Murtala Muhammadu, 48, a local businessman in Tegina, a remote town in Niger State’s Rafi district, told CNN on Tuesday that his 5-year-old son and three daughters aged 6 and 7 were among the more than 150 schoolchildren kidnapped from an Islamic evening school by the armed assailants in Niger State.
“Four of my children — three girls and a boy — are now in captivity,” Muhammadu said.
According to state police officials, at least one person was killed during the raid, the latest in a string of school kidnappings in the country this year.
Kidnapping for ransom remains a major security challenge in Nigeria. Hundreds of students have been abducted in different incidents in the northern part of the country since December.
Scenes of chaos
Abubakar Alhassan, the school headteacher, described the scenes of chaos as the assailants burst into the school compound, which houses a nursery, primary and junior secondary school.
“It was before we started for the day and the gates were locked, so they got in through the window of the school.”
They later broke the gate and stormed the school causing panic as terrified children locked themselves in rooms, while others fled, Alhassan said.
“Some children ran and locked themselves inside some of the offices but still the bandits took away more than 150 out of 303 pupils,” he added.
Alhassan’s two children, aged 6 and 10, were also among those taken as well as one male and two female teachers, he said.
He added that more than 100 of his pupils in captivity are aged between 4 and 5 years old. The institution is an Islamic school called an Islamiyya, for boys’ and girls’ schooling in the evenings and learning basic religious teachings.
A warning of the attack
Muhammadu told CNN that news about an impending attack on Tegina by armed men had been circulating before the raid.

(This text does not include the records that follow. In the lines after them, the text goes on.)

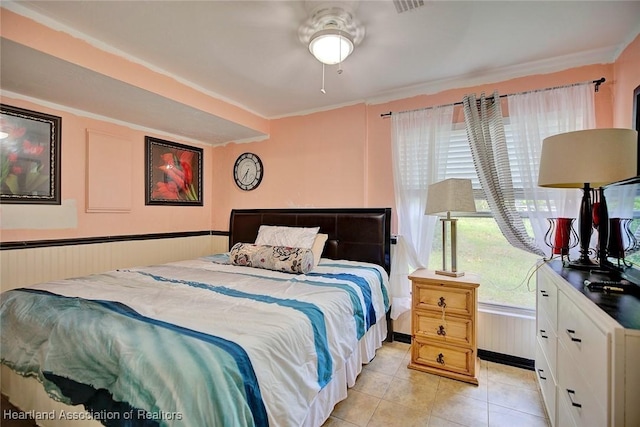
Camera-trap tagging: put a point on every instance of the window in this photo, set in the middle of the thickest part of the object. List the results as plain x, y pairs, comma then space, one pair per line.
482, 248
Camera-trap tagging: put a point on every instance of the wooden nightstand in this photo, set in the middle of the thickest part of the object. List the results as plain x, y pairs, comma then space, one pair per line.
444, 315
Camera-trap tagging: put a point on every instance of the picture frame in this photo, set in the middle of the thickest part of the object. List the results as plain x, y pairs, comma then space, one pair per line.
173, 173
30, 156
636, 120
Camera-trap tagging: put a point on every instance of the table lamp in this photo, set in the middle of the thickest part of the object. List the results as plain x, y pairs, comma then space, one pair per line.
589, 159
450, 195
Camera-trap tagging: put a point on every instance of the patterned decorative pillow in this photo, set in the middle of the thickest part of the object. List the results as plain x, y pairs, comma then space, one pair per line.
278, 258
295, 237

“I was standing in front of my house when someone told me that there’s a rumor going around that bandits … are likely planning to attack our community. We were advised to properly watch over our respective families,” Muhammadu said.
Muhammadu described the moment the attackers stormed Tegina on Sunday afternoon and opened fire at random.
“Suddenly we saw them coming into our community. They passed in front of my house at around 3:30 p.m. without saying a word to anyone … and proceeded to a fuel station. Then they started shooting,” he added.
The father’s worst fears were confirmed when he received a call informing him that only four of his eight children had returned home from school.
A spokeswoman for Niger State Government, Mary Noel-Berje, told CNN on Monday that at least 11 of the children abducted during the raid were later freed, because of their age.
“Eleven children were released because of their tenderness … the very little ones that couldn’t go through the bush path, the kidnappers’ escape route, were released,” Noel-Berje said.
Niger State Deputy Governor, Ahmed Mohammed Ketso, told a news conference Monday that the government had made contact with some parents of the identified kidnapped children to assure them of their safe return.
“We don’t pay ransom to abductors. We are trying to negotiate to see how we can bring them back safely,” Ketso added.